Last week, Swedish police faced allegations of a mass cover-up of sexual assaults on young women at the ‘We Are Slthm’ music festival in Stockholm, a festival which is aimed at 13 to 19 year olds, meaning many of the victims may also have been under the age of consent. Unfortunately, this kind of sexual harassment has become far too commonplace in music culture, an almost expected addition for women at music venues, at festivals, and in clubs. Whether it’s groping on the dance-floor or unwanted attention at the bar, we tend to ignore it or laugh it off. But if the scene was changed and a man touched us on the street, would we find it so funny? Would we brush if off and continue with our day? Sexual assault is sexual assault whatever form it takes – whether it is in a club or in town in broad daylight; whether the victim is wearing a short skirt or not; whether they have had a few drinks or none – and we need to challenge its normalisation in music culture. By sweeping the truth under the carpet, the Swedish police have allowed sexual harassment to continue unchecked, and signalled that experiences of the victims are unimportant.

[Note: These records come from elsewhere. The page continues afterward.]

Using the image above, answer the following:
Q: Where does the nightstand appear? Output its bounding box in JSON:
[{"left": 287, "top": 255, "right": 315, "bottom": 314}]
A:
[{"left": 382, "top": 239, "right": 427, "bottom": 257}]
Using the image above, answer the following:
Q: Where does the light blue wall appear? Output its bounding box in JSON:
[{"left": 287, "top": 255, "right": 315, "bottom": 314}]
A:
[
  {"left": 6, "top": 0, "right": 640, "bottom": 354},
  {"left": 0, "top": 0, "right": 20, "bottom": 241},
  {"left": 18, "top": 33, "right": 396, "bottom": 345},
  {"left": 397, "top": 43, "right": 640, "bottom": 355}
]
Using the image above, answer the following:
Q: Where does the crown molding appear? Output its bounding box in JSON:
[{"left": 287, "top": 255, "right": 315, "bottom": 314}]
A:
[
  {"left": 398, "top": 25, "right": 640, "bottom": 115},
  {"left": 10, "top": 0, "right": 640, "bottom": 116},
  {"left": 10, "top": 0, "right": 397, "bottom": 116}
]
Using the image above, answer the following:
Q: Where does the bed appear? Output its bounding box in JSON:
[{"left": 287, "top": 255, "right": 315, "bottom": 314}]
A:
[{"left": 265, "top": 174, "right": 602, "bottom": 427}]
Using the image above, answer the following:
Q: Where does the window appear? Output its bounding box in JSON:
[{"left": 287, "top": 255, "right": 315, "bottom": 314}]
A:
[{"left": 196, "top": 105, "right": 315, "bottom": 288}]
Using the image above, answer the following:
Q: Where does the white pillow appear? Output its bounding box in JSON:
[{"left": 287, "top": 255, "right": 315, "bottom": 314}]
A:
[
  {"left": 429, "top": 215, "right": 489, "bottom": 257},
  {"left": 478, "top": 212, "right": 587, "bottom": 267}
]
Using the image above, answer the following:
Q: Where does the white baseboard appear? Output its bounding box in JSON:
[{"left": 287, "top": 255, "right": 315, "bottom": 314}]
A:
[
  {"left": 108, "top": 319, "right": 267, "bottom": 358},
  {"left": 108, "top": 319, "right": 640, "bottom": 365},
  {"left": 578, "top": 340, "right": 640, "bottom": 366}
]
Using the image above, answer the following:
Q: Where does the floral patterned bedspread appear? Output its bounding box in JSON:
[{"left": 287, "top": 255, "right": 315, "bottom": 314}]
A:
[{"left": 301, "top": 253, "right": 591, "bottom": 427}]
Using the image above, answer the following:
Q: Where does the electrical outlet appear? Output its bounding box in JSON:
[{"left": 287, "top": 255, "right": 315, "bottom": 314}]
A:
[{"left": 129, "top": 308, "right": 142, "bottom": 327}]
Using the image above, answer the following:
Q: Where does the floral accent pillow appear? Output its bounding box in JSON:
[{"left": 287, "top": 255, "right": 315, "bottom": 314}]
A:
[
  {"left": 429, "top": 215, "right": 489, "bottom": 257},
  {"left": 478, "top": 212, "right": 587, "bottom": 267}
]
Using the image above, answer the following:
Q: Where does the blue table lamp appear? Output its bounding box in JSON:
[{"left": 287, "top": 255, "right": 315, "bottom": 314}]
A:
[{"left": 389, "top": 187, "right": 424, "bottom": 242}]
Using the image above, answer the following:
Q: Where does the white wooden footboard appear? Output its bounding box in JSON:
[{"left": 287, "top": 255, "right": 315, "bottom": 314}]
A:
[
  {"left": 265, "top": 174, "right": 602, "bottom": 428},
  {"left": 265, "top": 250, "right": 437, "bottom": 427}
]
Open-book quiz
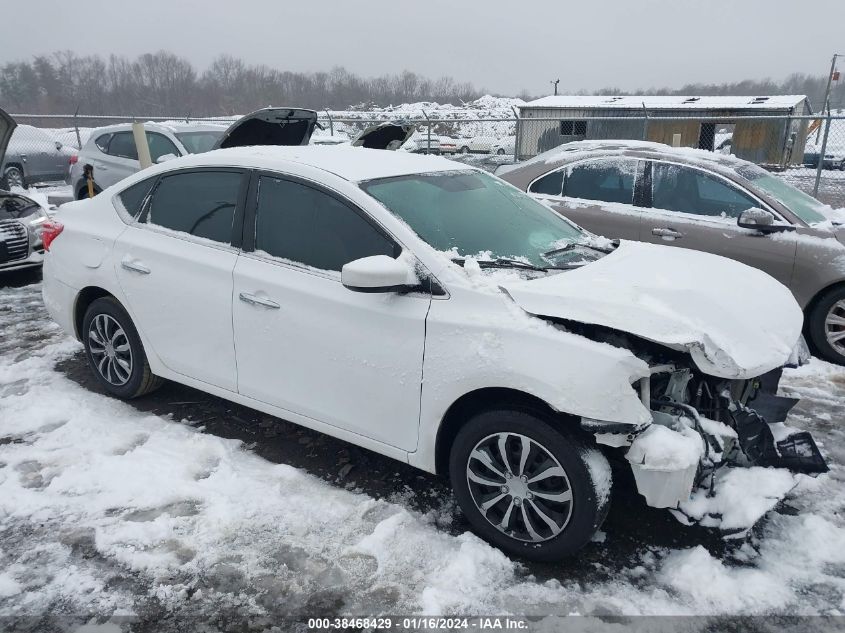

Considering the number of incidents that currently go unreported, estimated by RapeCrisis to be a shocking 85% in the UK, this act will have further cemented the fear and silence of victims of sexual assault.
Reports have emerged that the motivation for these cover-ups was that the abusers were young refugees, and the police wanted to avoid handing a propaganda tool to the right wing anti-immigrant Swedish Democrats. Similar fears about the impact of reports on the migrant community were expressed after the New Years attacks in Cologne, reportedly perpetrated by migrant men, which has seen support for refugees in Germany falling rapidly. However good the intentions of this cover-up may be, we cannot ignore the truth – however painful or inconvenient it may be. Of course it is vital to target Islamaphobia and hatred towards refugees, but we cannot play the oppression of various groups against each other. Sexual assault is still sexual assault, whoever it is perpetrated by.
It is truly sad that the Swedish Right have seized upon this opportunity to demonise refugees rather than recognise the deeper problem of rape culture and sexism that includes men and women of every race and religion. It is too easy to discount these events as politically motivated attacks, or the actions of a different community, and extend our sympathy while washing our hands of blame – but we in the UK live in a country where one in five women will be sexually abused in her lifetime, and every culture and community shares in this problem and has a responsibility to tackle it. We need to look only the the Mayor of Cologne, Henriette Reker, to see the implication of white Europeans in rape culture, as she advised women to keep strangers ‘at arms length’ to avoid attack, an act of victim blaming for which she was widely lambasted.
Whenever reports of sexual assault surface, there are always those quick to rush in and remind us that ‘not all men’ are rapists – so why can’t we do the same for the refugees, and recognise that the actions of these men do not reflect the refugee community as a whole. Sexism and racism continue to pervade society, but they need to be overcome together, or we simply continue the hierarchies of power we are seeking to overcome.